Note that you've got a variable "inside" the argument in each case. Depending on what the variable's value is, it might move the whole argument off a "no-no" point before you hit the whole argument with the tan or cotan function.

Best of luck!

...it was early and I was full of no coffee...

ArcSine
Jun 8, 2009, 06:33 AM
P.S. Also, double-check yourself on where the Cotan function is undefined.

...it was early and I was full of no coffee...

Vi Nguyen
Jun 8, 2009, 08:11 AM
Yep but if I use double angle formulas to expand to simplify I will end up separating the variables inside and it can' t be simplified :{

Yuako
Oct 18, 2011, 02:24 AM
Are you sure it can't be simplified?

tan((pi/2)-y) = sin((pi/2)-y)/cos((pi/2)-y) = (sin(pi/2)*cos(y)-cos(pi/2)*sin(y))/(cos(pi/2)*sin(y)+sin(pi/2)*sin(y))

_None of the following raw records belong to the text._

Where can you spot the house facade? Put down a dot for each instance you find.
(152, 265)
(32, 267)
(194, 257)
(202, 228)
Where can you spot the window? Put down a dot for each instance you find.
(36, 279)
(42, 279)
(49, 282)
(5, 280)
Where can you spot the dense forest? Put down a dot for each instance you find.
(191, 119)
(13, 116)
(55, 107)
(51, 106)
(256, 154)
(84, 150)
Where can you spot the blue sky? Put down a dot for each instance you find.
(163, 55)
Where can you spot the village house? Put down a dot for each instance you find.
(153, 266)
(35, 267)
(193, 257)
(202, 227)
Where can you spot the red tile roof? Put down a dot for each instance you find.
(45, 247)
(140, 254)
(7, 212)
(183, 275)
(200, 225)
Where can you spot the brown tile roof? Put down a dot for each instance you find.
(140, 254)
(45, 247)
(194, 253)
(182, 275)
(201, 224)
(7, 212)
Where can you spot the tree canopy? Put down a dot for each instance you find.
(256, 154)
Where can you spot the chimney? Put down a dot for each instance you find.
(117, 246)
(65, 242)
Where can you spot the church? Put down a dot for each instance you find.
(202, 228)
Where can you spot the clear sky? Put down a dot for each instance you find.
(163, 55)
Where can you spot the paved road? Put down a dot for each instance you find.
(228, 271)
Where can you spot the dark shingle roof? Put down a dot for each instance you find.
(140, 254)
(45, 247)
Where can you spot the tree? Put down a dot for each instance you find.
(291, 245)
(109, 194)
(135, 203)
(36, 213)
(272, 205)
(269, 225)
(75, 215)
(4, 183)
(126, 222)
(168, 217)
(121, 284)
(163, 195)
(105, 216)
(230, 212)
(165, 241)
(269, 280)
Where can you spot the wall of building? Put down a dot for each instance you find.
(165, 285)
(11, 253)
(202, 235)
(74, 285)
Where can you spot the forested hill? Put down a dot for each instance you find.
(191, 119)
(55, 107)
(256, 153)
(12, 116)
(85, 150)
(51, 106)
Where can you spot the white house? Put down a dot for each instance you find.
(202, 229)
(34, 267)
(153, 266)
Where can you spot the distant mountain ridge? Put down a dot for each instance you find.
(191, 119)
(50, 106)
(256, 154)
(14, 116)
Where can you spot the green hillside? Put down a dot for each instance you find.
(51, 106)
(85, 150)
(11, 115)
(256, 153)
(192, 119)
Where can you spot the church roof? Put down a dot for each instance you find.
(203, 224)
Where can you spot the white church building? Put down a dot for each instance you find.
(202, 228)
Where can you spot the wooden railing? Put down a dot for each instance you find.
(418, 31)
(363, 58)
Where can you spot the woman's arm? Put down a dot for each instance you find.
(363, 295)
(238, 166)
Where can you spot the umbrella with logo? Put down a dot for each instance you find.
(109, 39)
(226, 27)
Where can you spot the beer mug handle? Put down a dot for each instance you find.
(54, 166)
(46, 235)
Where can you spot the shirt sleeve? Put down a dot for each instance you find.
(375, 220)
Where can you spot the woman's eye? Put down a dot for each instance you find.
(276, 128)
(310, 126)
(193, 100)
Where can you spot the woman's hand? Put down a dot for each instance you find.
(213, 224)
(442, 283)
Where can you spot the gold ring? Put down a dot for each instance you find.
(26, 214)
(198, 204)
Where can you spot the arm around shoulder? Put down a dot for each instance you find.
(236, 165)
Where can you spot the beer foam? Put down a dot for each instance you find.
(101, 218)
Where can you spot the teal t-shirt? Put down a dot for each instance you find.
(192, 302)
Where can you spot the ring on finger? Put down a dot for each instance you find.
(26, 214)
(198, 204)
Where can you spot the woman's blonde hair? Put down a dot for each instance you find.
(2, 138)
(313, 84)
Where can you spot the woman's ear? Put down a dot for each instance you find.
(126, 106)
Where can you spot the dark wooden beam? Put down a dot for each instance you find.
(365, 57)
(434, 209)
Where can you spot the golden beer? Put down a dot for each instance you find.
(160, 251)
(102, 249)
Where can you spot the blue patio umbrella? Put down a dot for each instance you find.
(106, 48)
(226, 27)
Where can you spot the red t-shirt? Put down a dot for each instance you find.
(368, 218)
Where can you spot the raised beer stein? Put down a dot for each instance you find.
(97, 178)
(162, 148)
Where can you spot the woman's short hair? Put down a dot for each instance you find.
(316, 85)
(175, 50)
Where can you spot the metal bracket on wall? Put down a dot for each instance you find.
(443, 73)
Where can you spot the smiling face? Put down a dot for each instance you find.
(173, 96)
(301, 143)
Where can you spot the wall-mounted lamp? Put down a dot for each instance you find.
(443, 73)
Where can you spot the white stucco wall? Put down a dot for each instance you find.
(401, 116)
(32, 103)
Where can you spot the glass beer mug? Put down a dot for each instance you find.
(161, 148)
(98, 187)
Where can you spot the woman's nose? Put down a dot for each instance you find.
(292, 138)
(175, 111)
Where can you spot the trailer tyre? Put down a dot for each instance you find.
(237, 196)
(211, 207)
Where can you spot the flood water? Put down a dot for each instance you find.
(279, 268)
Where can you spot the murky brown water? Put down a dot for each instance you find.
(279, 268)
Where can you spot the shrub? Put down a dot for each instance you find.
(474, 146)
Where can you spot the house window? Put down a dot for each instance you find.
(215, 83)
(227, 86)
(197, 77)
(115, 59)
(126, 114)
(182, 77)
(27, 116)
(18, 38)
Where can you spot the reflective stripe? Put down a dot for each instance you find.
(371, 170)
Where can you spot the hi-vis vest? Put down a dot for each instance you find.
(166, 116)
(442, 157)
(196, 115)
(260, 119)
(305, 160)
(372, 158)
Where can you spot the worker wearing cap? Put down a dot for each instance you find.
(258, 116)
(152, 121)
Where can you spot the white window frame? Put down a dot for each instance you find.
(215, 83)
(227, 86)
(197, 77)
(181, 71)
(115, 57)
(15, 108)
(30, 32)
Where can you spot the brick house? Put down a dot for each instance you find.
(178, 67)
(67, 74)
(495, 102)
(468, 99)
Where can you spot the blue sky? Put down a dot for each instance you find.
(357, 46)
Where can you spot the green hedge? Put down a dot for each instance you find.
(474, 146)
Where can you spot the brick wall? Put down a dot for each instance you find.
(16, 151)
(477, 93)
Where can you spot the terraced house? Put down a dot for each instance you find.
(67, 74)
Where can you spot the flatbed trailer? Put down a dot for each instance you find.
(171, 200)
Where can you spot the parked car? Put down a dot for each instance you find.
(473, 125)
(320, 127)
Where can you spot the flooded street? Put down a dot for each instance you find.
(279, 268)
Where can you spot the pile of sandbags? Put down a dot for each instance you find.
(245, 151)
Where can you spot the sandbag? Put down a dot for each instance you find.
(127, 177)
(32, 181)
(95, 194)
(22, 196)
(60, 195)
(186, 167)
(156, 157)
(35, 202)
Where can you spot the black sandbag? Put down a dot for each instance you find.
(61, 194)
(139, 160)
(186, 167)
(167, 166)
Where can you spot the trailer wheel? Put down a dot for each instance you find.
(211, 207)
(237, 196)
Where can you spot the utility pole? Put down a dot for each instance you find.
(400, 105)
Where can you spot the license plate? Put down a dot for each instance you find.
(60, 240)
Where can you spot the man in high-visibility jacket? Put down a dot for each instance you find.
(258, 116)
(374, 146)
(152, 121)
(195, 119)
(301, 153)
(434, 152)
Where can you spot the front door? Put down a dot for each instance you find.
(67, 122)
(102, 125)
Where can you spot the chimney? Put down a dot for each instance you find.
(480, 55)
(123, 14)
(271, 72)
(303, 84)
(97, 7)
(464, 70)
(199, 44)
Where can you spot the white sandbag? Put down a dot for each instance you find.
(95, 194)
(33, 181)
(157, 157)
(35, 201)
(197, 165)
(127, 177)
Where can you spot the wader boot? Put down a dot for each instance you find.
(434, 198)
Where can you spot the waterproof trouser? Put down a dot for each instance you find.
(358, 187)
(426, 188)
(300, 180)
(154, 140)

now, you use the fact that sin and cos are defined in pi/2
sin(pi/2)=1
cos(pi/2)=0

so
tan((pi/2)-y) = cos(y)/sin(y) = cot(y)

Unknown008
Oct 18, 2011, 10:58 AM
No you dropped the (pi/2 - y) for y, which makes the first and second in your equation unequal.

Yuako
Oct 18, 2011, 11:07 AM
What do you mean, Unknown008?

Just expanded by definitions of trigonometric functions and using the identity of the sin and cos of the sum of 2 angles, and then replace some values. Didn't "drop" any part of it.

Unknown008
Oct 18, 2011, 11:15 AM
Oh, sorry, I was distracted and thought you put in sin(y)/cos(y).

Apologies :o